Weighing anchor is easier than dropping anchor, so it was uneventful. I have learned the hard way to retrace my course…oh, yes; you’ll want to hear about THAT, but another time! There were two other boats ahead of us on the magenta line, when another sailboat, Valinor, passed us. We first met this single-hander at a marina in South Carolina so we chatted a bit on the radio. He was going for more miles that day and asked about the weather. John checked it out, and changed our destination to Long Key Bight, about 35 miles away. The wind would be strong from the north tomorrow, but fine for coastal sailing then. Predicting conditions over several days is another subtle change. John then had plenty of time to fish. Ever heard of a Lizard fish? Sharp teeth! They are used for bait, so John threw them back, all 5 of them. We couldn’t go as far up the bight as Valinor, so we didn’t get to have sundowners with him. The wind was strong and clocked around to the north during the night. As I retraced my approach on the way out, it was a little unnerving bashing into the waves. As we turned to go west, the wind became our friend and the compass kept us on track. On this day, we motored 2 hours and sailed for 4. So far it’s a grand Monday….

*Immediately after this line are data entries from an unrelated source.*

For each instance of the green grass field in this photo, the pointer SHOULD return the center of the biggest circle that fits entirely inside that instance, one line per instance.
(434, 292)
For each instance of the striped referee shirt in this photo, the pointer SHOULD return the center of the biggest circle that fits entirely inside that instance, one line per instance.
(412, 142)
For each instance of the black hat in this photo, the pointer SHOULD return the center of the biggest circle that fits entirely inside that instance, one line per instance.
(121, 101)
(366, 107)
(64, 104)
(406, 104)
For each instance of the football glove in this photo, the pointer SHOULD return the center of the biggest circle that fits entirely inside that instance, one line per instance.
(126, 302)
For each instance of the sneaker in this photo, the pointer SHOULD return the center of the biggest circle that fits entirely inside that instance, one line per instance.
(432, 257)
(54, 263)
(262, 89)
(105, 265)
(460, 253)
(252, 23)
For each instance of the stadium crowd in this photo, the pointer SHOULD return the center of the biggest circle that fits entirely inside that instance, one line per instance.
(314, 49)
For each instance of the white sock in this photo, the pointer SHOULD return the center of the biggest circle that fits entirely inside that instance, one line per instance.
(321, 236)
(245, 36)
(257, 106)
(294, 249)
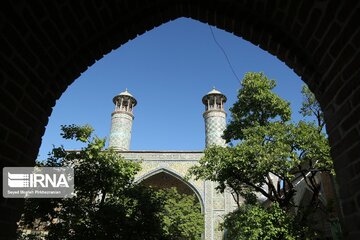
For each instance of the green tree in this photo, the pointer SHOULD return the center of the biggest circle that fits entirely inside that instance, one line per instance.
(107, 203)
(271, 150)
(253, 222)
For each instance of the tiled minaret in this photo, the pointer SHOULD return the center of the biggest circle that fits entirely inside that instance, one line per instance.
(215, 118)
(121, 121)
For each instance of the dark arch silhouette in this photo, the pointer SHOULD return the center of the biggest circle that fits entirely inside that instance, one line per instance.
(46, 45)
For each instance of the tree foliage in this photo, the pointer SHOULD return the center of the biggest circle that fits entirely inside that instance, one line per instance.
(255, 222)
(270, 154)
(257, 104)
(107, 203)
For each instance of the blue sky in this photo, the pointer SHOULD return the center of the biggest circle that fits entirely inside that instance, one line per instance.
(168, 70)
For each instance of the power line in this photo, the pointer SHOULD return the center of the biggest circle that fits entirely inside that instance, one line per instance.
(223, 51)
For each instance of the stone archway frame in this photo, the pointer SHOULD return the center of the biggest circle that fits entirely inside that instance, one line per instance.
(177, 176)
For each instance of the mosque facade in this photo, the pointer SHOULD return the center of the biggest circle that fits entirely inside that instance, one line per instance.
(165, 169)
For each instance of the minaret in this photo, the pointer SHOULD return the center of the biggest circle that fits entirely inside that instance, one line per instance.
(121, 121)
(215, 118)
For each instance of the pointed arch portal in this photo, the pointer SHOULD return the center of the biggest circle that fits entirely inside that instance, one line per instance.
(165, 178)
(46, 45)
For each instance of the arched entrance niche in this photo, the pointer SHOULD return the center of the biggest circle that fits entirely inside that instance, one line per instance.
(164, 178)
(46, 45)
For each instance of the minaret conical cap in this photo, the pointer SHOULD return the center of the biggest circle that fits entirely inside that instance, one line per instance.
(213, 92)
(125, 94)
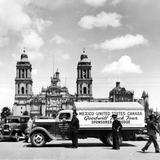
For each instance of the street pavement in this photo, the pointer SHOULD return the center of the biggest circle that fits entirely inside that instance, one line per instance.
(89, 149)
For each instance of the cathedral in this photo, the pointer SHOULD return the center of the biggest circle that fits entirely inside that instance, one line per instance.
(54, 97)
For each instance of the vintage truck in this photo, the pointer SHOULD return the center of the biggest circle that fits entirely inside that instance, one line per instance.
(14, 127)
(95, 120)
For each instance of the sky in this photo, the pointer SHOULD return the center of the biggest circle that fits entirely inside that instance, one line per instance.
(121, 39)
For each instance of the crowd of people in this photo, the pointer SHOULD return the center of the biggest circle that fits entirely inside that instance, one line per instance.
(152, 130)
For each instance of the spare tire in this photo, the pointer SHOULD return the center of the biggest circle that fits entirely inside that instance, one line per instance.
(108, 139)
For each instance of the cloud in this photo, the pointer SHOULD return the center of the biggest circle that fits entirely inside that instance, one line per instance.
(50, 4)
(102, 19)
(34, 55)
(115, 2)
(95, 3)
(122, 42)
(123, 65)
(58, 39)
(12, 16)
(3, 41)
(42, 24)
(61, 56)
(32, 40)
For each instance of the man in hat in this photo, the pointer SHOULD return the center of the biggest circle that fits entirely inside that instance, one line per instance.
(151, 131)
(74, 130)
(116, 128)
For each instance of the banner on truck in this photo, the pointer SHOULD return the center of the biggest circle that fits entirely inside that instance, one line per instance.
(103, 118)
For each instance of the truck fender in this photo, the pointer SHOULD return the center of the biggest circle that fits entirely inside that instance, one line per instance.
(47, 135)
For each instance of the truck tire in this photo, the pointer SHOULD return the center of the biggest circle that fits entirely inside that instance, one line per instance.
(38, 139)
(108, 140)
(17, 137)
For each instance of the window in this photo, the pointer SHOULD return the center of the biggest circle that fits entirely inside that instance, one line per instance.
(84, 90)
(65, 116)
(22, 73)
(22, 90)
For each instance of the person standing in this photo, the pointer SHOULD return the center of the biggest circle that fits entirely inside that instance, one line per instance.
(74, 130)
(116, 128)
(151, 131)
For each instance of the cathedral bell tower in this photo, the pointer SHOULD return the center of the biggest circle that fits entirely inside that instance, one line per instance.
(23, 85)
(84, 79)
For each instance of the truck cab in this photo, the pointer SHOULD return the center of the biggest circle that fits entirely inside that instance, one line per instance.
(45, 130)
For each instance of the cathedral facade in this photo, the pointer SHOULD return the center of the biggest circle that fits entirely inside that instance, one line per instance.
(23, 85)
(84, 79)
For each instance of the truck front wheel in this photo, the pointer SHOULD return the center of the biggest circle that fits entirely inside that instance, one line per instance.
(38, 139)
(108, 139)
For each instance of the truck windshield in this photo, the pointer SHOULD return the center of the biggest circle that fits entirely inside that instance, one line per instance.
(64, 116)
(13, 121)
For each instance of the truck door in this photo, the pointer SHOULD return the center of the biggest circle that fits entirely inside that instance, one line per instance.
(63, 126)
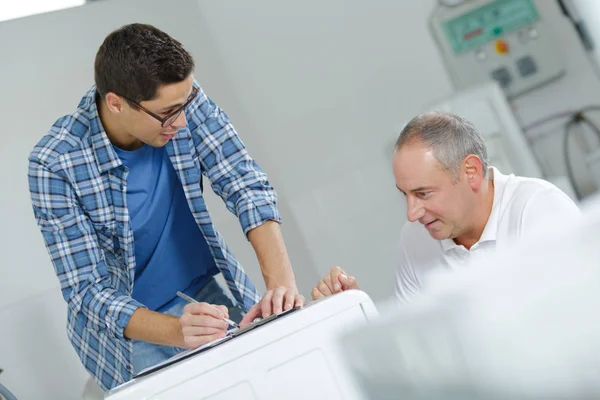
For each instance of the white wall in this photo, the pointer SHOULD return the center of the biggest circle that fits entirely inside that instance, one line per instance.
(316, 89)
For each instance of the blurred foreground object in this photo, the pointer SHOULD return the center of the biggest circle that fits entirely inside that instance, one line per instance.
(526, 325)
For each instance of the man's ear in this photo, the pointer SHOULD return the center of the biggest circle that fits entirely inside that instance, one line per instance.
(473, 170)
(114, 102)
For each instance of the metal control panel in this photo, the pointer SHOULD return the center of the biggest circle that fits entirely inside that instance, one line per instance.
(502, 40)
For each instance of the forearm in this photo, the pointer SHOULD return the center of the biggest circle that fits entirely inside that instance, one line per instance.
(153, 327)
(272, 255)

Approaching Boot Key Harbor on Marathon is straight forward. You round the island, head for Pigeon Key at the seven mile bridge, and turn right to enter the channel. We planned to be at a mooring ball just after noon. Have I mentions before that when we have a wonderful day, something will go wrong to spoil it? I also learned through this trip that my multi-tasking limit is 3. I was steering, watching the depth, and avoiding lobster pot floats successfully as John lowered and tied down the mainsail. I wanted to know how far to the entrance and when we would be settled. Ahh, GPS is a great tool for finding distances, so I started panning the arrow to the channel markers …clunk!! I looked around to see a pot float split in two and the speed dropped considerably. I had to stop the engine and John raised the sails back up. Neither of us was happy and it showed. I think we chopped off a few more floats on the way to a designated anchorage and dropped the anchor. John donned his mask and fins and dove on the propeller. Surprisingly, he came up in 30 seconds and said he was done. A float and line was wrapped around one ear of the prop, which was it. I was certain we had a spider web of lines all tangled and asked again, “That’s it? Really?” A much less expense than what happened at Rock Hall, Maryland…another story … We fueled up at one of the several docks to the harbor. This is the first time we had to pay for water. Guess we’ll be more conservative, as if we haven’t been so far!

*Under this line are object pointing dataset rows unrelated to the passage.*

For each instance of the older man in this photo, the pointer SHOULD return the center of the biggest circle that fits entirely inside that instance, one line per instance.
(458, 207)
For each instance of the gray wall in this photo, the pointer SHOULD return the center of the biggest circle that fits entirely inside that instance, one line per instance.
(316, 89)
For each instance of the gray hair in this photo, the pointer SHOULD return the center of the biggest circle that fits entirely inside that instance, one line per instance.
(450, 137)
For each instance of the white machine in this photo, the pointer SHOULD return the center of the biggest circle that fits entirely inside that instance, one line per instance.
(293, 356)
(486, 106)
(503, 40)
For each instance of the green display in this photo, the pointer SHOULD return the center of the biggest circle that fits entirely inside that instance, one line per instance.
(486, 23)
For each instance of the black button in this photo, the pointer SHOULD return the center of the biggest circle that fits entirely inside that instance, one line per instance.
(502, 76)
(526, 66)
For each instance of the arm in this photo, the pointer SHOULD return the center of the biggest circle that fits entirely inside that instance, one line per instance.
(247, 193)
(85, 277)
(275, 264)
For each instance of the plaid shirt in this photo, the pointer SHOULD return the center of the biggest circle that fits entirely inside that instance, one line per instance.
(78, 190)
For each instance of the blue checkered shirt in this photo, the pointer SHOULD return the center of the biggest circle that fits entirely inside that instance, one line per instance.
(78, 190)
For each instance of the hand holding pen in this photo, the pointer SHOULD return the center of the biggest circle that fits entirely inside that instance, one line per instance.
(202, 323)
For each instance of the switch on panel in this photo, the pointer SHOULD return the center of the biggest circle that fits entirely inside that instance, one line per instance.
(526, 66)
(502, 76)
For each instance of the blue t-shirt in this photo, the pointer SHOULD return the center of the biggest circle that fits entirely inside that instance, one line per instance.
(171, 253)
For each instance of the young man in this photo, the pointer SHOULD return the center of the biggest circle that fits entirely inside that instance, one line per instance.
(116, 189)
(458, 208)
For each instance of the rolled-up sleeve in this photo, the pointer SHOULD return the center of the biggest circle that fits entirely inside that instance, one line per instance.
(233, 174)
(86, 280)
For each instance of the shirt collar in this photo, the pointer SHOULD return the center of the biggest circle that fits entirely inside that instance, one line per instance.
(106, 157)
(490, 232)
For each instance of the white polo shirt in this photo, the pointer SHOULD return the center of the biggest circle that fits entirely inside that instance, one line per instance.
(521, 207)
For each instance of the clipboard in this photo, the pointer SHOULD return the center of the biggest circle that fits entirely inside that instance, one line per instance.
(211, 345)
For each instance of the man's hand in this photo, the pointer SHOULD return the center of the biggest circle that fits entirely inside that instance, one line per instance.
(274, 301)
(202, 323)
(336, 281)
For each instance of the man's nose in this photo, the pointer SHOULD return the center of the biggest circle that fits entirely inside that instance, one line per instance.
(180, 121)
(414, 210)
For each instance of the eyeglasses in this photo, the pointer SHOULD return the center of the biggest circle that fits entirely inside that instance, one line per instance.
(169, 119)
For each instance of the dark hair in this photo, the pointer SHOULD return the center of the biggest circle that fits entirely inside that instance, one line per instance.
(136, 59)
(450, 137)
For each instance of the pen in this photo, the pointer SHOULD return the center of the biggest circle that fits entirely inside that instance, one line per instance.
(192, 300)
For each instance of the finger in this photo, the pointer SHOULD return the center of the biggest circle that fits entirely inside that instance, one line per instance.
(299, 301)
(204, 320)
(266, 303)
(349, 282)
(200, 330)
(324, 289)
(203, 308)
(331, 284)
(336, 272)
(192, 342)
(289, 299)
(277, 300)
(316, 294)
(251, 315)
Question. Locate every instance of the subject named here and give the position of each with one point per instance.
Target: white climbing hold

Book Key Harbor has 226 mooring ball and most are occupied during the high season. They schedule weekly pump outs where the barge comes to you. There have two dingy docks, showers, laundry, project rooms, and a meeting room with library, television and Wi-Fi. This is a community with plenty of activities: pot luck dinners, movie night, music jams, and local entertainment. Information about the entire goings on is broadcast daily on VHF channel 68 at 9:00 am. I could stay here….

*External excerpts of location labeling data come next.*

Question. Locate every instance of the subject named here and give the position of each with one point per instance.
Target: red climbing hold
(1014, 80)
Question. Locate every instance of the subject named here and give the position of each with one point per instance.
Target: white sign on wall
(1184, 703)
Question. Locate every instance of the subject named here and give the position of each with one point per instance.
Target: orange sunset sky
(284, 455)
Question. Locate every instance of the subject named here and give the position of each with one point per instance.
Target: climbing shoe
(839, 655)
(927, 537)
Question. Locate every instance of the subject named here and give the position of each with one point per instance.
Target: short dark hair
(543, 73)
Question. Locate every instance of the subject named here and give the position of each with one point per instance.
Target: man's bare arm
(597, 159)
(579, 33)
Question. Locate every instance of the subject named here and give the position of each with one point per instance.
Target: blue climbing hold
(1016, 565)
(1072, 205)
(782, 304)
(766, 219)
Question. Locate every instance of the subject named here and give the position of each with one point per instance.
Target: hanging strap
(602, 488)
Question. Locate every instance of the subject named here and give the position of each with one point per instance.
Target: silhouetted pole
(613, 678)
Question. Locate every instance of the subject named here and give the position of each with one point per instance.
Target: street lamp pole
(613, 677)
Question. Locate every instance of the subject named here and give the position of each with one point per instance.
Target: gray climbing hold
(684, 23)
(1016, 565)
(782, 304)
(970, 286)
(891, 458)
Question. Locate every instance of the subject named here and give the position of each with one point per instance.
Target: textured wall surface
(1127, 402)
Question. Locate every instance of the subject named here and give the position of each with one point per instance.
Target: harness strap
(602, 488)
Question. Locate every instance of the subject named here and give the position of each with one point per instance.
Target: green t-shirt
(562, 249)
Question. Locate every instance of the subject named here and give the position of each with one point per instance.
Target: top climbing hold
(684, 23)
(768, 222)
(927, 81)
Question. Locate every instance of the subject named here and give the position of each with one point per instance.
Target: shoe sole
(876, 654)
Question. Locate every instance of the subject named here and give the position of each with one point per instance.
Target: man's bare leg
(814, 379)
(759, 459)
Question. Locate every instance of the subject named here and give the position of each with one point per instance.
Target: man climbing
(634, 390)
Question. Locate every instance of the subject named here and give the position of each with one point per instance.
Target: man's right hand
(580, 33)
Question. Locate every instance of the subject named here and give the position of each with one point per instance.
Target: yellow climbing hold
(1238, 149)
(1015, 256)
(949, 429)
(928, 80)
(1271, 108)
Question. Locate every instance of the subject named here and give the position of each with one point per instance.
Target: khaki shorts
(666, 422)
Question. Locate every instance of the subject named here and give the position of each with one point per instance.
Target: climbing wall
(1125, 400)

All communities have their dark side. If you want to know about the problems facing this harbor, check out www.cruisersnet.net. It is really important to know that this harbor is located in International Waters so the regulations are a bit different than what we’re used to. For example, we have to have an anchor light on at the mooring ball. Dinghies have to have a 360 degree white light at night and a fire extinguisher if it is motorized. The worst thing is for documented vessels; the moment they enter Florida waters, they are illegal and can be ticketed. I’m not here for politics, nor are the other boaters; this obviously needs to be resolved and the word out to documented vessels. We want to have a great vacation and fine memories. It is happening right here and right now in spite of all the difficulties of being a cruiser.